Oltre ad analizzare la differenza nel tempo di arrivo all'orecchio destro e sinistro, il cervello umano basa i suoi giudizi sulla posizione anche sulle differenze nell'intensità del suono che raggiunge ciascun orecchio. Studi precedenti hanno dimostrato che il successo di entrambe queste strategie varia a seconda della frequenza del suono in ingresso. Nel nuovo studio, il team del MIT ha scoperto che i modelli mostravano lo stesso modello di sensibilità alla frequenza.
"Il modello sembra utilizzare le differenze di tempo e livello tra le due orecchie allo stesso modo delle persone, in un modo che dipende dalla frequenza", afferma McDermott.
I ricercatori hanno anche dimostrato che quando hanno reso più difficili le attività di localizzazione, aggiungendo più sorgenti sonore riprodotte contemporaneamente, le prestazioni dei modelli computerizzati sono diminuite in un modo che imitava da vicino i modelli di fallimento umano nelle stesse circostanze.
"Man mano che si aggiungono sempre più fonti, si ottiene un modello specifico di declino nella capacità degli esseri umani di giudicare accuratamente il numero di fonti presenti e la loro capacità di localizzare tali fonti", afferma Francl. "Gli esseri umani sembrano limitarsi a localizzare circa tre sorgenti contemporaneamente e quando abbiamo eseguito lo stesso test sul modello, abbiamo riscontrato un modello di comportamento davvero simile".
Poiché i ricercatori hanno utilizzato un mondo virtuale per addestrare i loro modelli, sono stati anche in grado di esplorare cosa succede quando il loro modello ha imparato a localizzarsi in diversi tipi di condizioni innaturali. I ricercatori hanno addestrato una serie di modelli in un mondo virtuale senza echi e un altro in un mondo in cui non si sentiva mai più di un suono alla volta. In un terzo, i modelli sono stati esposti solo a suoni con gamme di frequenza ristrette, anziché a suoni naturali.
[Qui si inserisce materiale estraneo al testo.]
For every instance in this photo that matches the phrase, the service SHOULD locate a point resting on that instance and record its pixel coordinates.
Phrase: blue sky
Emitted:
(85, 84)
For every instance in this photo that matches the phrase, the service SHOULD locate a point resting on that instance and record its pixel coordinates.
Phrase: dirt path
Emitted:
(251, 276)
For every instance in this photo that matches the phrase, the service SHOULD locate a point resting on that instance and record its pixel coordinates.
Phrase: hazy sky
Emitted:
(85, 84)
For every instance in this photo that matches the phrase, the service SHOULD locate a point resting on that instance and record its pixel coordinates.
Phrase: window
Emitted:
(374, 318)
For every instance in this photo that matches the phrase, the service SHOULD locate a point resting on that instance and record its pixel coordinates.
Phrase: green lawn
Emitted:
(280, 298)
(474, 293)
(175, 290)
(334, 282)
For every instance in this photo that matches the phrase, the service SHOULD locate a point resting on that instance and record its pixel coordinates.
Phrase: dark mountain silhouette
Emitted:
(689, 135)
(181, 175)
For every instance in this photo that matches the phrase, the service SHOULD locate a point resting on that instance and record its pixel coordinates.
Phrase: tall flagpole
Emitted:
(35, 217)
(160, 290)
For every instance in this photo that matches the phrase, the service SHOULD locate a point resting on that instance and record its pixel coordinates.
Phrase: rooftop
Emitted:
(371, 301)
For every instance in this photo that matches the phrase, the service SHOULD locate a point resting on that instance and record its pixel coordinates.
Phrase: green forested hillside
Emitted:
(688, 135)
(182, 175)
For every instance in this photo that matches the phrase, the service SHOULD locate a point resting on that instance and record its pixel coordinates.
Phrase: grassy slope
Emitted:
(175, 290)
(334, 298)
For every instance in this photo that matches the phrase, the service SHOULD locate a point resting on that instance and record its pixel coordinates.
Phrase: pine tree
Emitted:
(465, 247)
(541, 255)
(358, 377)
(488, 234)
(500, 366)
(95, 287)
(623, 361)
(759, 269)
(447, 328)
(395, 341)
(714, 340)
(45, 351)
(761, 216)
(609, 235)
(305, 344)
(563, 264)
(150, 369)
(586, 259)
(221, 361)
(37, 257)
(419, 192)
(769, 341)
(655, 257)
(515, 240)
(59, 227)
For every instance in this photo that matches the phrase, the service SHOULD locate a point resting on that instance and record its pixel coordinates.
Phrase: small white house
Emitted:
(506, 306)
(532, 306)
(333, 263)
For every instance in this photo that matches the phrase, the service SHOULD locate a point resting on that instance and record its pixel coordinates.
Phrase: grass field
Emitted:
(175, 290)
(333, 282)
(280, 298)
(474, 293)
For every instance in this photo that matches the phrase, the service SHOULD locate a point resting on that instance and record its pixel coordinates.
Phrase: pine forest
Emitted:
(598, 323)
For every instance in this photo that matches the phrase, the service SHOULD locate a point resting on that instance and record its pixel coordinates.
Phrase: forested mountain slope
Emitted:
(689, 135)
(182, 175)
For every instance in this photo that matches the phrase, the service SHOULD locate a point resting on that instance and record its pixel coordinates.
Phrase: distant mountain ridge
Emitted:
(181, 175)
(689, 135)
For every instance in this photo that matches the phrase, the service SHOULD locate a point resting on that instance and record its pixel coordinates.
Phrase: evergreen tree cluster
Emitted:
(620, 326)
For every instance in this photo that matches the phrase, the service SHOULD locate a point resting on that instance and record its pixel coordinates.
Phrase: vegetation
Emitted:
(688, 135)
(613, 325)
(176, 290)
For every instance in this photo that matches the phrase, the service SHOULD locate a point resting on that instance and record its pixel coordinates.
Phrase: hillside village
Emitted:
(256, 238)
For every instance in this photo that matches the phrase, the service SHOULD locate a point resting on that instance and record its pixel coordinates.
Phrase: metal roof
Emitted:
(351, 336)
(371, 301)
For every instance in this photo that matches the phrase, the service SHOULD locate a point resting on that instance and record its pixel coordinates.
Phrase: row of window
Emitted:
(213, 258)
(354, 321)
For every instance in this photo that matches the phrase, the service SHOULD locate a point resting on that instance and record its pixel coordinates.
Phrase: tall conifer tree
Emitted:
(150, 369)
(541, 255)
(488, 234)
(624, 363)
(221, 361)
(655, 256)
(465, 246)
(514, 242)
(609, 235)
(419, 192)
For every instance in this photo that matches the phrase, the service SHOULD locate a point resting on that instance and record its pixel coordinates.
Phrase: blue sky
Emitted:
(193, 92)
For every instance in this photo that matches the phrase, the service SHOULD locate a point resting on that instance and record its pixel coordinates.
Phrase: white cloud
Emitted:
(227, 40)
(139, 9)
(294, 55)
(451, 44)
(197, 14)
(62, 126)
Quando i modelli addestrati in questi mondi innaturali sono stati valutati sulla stessa batteria di test comportamentali, i modelli si sono discostati dal comportamento umano e i modi in cui hanno fallito variavano a seconda del tipo di ambiente in cui erano stati addestrati. Questi risultati supportano l'idea che le capacità di localizzazione del cervello umano sono adattate agli ambienti in cui gli esseri umani si sono evoluti, affermano i ricercatori.
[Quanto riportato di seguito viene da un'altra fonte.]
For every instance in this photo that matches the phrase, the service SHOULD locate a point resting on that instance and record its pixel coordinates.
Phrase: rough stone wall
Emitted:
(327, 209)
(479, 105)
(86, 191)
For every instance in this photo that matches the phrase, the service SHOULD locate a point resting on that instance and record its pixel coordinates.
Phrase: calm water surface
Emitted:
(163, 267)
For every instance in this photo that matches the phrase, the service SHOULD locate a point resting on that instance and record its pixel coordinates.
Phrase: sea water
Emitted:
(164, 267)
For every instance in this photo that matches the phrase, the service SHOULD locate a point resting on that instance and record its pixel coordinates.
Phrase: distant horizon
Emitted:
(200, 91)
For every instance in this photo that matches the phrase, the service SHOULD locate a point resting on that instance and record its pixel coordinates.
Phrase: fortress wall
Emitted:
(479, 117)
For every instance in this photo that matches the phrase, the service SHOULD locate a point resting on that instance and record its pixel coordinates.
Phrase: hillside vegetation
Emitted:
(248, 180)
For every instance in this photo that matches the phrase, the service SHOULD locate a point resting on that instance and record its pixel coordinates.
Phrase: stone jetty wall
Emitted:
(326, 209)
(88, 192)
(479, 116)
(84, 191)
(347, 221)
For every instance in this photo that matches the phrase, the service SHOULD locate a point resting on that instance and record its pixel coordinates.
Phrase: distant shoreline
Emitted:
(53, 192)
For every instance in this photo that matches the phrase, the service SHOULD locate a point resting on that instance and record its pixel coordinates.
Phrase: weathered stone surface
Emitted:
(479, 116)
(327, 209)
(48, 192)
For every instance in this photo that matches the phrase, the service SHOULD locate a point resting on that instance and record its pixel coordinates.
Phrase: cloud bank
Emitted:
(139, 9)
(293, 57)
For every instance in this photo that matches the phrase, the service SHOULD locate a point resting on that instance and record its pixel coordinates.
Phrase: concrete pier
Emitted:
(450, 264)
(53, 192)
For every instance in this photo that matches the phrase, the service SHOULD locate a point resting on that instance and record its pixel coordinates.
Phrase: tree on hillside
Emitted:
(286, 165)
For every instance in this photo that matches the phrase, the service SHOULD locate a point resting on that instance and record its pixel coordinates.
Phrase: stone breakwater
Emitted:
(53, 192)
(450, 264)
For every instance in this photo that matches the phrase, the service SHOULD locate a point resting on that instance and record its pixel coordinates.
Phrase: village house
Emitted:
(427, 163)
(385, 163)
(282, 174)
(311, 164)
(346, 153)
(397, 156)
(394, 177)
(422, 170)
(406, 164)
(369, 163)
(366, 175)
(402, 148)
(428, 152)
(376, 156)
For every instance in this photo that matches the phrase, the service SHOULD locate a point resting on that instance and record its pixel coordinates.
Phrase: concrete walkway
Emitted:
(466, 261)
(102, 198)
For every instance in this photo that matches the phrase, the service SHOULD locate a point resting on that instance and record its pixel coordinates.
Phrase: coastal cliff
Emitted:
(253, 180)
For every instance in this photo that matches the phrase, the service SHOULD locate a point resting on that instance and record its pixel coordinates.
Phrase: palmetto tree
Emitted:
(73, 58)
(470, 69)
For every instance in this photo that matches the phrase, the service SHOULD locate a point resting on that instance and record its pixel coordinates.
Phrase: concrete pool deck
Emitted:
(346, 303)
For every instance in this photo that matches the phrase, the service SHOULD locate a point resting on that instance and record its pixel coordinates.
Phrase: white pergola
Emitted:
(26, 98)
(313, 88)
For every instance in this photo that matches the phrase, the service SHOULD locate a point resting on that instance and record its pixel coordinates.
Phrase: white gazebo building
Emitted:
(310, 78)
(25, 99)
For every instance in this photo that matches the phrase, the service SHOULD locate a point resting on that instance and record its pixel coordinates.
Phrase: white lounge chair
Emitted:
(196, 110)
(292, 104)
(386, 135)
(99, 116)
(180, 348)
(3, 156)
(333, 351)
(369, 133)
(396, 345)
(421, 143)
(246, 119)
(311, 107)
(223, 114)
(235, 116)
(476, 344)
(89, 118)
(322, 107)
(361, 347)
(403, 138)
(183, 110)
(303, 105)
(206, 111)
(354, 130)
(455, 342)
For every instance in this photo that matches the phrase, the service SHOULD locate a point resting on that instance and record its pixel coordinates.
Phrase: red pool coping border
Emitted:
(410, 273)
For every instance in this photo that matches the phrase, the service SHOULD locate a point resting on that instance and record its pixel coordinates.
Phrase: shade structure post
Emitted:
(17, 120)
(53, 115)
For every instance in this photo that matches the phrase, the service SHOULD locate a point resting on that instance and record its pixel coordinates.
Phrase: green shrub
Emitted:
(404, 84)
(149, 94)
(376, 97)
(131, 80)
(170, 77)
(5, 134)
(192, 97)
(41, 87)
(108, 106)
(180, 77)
I ricercatori stanno ora applicando questo tipo di modellazione ad altri aspetti dell'audizione, come la percezione del tono e il riconoscimento vocale, e ritengono che potrebbe essere utilizzato anche per comprendere altri fenomeni cognitivi, come i limiti a ciò a cui una persona può prestare attenzione o ricordare , dice McDermott.